Deutsches Team bei der World Solar Challenge in der Spitzengruppe

Bei der World Solar Challenge durchqueren die Fahrzeuge Australien einmal in Nord-Süd-Richtung.

In Australien ist am gestrigen Sonntag die World Solar Challenge 2007 gestartet, ein 3000-Kilometer-Wettrennen für Solarfahrzeuge, das von Darwin, der Hauptstadt des Northern Territory, nach Adelaide in South Australia führt. Auf den Weg quer über den australischen Kontinent in Nord-Süd-Richtung machten sich insgesamt rund 40 ausschließlich mit Sonnenenergie betriebene Fahrzeuge, darunter zwei aus Deutschland: Während die Fachhochschule Bochum den Solar-Racer "SolarWorld No. 1" mit der Nummer 11 an den Start brachte, ging der Münchner Solarmobil-Veteran Detlef Schmitz mit seinem Eigenbau "HelioDet" (Startnummer 20) ins Rennen.

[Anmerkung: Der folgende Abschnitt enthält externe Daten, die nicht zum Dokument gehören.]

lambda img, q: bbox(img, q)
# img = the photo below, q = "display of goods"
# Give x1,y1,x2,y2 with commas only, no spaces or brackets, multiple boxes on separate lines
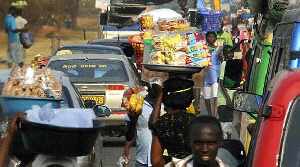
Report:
139,15,154,30
122,86,145,115
150,32,211,67
2,67,62,98
141,68,169,82
128,33,144,70
198,10,223,32
30,54,48,68
157,19,190,31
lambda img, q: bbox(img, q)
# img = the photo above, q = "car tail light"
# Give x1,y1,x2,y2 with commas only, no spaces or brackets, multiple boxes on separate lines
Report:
107,85,125,90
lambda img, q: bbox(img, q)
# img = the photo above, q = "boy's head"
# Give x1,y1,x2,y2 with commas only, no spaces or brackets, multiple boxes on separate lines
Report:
223,45,234,61
205,32,217,45
8,6,18,16
163,78,194,110
189,116,223,166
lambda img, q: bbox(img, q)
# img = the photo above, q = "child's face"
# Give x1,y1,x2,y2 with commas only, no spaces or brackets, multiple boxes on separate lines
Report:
190,126,221,165
206,34,217,45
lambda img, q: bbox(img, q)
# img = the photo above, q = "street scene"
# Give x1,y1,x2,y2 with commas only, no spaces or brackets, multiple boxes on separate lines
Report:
0,0,300,167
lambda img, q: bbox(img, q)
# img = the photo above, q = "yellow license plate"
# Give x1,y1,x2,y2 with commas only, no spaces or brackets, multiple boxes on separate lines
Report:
81,95,104,105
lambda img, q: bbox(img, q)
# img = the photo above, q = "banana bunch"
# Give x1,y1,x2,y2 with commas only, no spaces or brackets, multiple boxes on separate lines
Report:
123,86,145,115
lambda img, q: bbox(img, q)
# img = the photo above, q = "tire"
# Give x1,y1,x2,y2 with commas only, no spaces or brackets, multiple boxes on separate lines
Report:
91,134,103,167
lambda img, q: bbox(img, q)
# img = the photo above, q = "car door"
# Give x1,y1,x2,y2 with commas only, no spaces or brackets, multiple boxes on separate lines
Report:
278,96,300,166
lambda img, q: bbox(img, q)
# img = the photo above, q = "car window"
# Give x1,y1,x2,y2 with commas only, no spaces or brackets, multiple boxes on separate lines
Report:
55,48,122,55
48,59,129,82
280,96,300,166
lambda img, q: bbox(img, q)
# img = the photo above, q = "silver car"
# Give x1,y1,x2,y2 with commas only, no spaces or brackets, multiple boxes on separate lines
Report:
0,69,107,167
47,54,142,136
53,44,125,56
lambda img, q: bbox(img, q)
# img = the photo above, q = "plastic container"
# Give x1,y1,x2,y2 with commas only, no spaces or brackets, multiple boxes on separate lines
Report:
20,120,105,157
198,10,223,32
0,96,63,115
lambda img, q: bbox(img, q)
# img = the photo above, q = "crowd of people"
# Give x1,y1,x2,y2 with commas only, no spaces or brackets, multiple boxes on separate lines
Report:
0,2,255,167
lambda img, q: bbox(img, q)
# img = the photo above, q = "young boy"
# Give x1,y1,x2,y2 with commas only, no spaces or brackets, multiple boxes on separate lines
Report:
165,116,226,167
202,32,221,116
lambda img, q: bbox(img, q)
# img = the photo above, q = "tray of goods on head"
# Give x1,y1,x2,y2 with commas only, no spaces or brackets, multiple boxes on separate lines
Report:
143,32,211,73
0,67,63,115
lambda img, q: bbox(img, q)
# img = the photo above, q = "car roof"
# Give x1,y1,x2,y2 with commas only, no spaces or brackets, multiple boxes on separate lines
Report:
58,44,122,50
88,37,129,44
49,54,128,62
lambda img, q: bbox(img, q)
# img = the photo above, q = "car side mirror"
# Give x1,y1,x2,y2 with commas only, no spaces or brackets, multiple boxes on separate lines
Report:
93,105,111,117
223,59,243,89
83,100,96,108
233,91,262,113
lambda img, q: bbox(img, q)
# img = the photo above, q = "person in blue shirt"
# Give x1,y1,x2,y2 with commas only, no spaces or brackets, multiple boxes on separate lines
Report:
202,32,222,116
4,6,28,68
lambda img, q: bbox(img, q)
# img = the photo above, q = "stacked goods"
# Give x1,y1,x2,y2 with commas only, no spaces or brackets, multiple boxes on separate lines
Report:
150,32,211,67
2,67,62,98
139,14,154,30
198,10,223,32
157,19,190,31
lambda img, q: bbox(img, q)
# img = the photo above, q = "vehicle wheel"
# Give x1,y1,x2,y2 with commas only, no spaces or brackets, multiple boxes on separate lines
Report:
91,134,103,167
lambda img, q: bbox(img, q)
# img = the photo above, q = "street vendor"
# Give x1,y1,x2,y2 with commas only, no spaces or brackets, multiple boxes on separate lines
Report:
202,32,221,116
149,78,196,167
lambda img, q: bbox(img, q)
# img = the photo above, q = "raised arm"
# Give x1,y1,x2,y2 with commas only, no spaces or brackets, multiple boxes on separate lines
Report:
149,84,163,130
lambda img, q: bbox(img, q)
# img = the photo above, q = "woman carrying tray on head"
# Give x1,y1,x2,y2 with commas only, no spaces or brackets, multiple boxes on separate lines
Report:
149,78,196,167
201,32,222,116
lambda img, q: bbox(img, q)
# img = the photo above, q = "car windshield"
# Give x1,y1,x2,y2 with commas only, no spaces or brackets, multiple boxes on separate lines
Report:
55,48,122,55
48,59,129,83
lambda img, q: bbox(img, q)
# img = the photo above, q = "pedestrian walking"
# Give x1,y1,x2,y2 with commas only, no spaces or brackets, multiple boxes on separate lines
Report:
4,6,28,68
165,116,228,167
202,32,222,116
122,83,156,167
15,8,29,58
149,78,196,167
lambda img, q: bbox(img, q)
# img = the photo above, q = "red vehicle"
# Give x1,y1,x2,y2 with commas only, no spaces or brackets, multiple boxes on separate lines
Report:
235,68,300,167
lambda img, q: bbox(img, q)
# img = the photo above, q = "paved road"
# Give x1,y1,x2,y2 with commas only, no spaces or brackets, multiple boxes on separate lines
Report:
102,137,136,167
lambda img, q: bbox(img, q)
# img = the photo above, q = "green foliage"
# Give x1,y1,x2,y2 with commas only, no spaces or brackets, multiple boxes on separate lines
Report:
0,0,94,29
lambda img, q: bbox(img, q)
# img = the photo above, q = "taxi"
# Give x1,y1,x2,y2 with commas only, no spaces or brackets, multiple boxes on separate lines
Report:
46,54,142,136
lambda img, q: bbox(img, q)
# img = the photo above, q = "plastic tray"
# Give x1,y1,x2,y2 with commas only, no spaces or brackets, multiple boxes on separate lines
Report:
0,95,63,115
143,63,204,74
20,120,105,157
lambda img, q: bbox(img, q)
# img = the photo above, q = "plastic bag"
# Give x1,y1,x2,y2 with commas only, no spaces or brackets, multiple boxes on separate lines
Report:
117,156,129,167
26,103,96,128
138,8,182,24
20,32,34,49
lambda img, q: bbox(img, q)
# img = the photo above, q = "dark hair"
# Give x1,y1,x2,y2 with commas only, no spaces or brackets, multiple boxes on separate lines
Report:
189,115,223,141
16,8,22,16
163,78,194,110
8,6,18,14
223,45,232,58
205,32,217,38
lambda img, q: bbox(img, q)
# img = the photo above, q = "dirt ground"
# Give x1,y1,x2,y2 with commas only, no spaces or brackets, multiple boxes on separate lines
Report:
0,15,98,68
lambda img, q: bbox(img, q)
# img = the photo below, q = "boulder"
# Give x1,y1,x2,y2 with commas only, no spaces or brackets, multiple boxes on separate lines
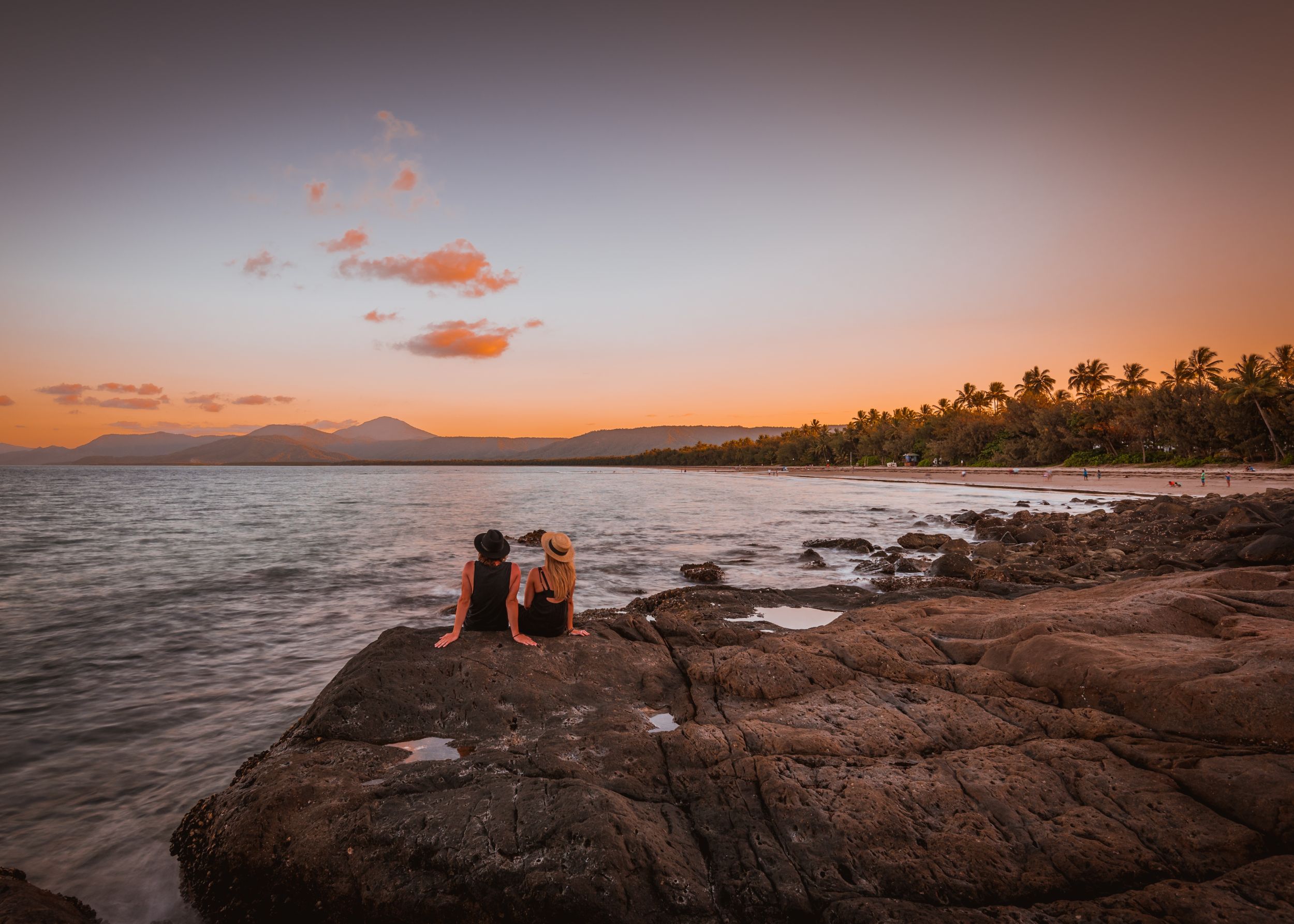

Und die Deutschen schlagen sich tapfer: Nach dem zweiten Renntag – gefahren wird jeweils von morgens acht bis nachmittags siebzehn Uhr – liegt SolarWorld No. 1 in der Gesamtwertung auf Platz sieben, HelioDet belegt derzeit einen Mittelrang. Angeführt wird das Feld von Tiga, einem Solarmobil der japanischen Ashiya-Universität, das ebenso wie HelioDet in der sogenannten Adventure-Klasse antritt. In dieser Kategorie dürfen die Fahrzeuge bis zu acht Quadratmeter Solarzellen-Fläche für die Stromerzeugung nutzen und die Fahrer eine Liegeposition einnehmen. In der Challenge-Klasse ist die erlaubte Generatorfläche hingegen auf sechs Quadratmeter begrenzt, und der Fahrer muss ähnlich wie in einem normalen Pkw aufrecht sitzen.

Der Solar-Racer "SolarWorld No.1" von der Fachhochschule Bochum beim Start in Darwin.

Befahren wird der Stuart Highway (A 87), eine der wichtigsten Fernverkehrverbindungen Australiens, den sich die jeweils von einem Wettbewerbsoffiziellen begleiteten Solarfahrzeuge mit anderen Verkehrsteilnehmern teilen müssen. Übernachtet wird an der Strecke: Jeden Tag gegen 16 Uhr beginnen die Berechnungen für einen günstigen Rastplatz für die Nacht. Stehenbleiben müssen die Fahrzeuge offiziell um 17 Uhr, zehn Minuten dürfen maximal überzogen werden. Allerdings führt jede Minute, die am Vortag überzogen wurde, zu einer entsprechenden Startverzögerung – wer also um 17:08 Uhr erst anhält, kann frühestens um 08:08 Uhr losfahren.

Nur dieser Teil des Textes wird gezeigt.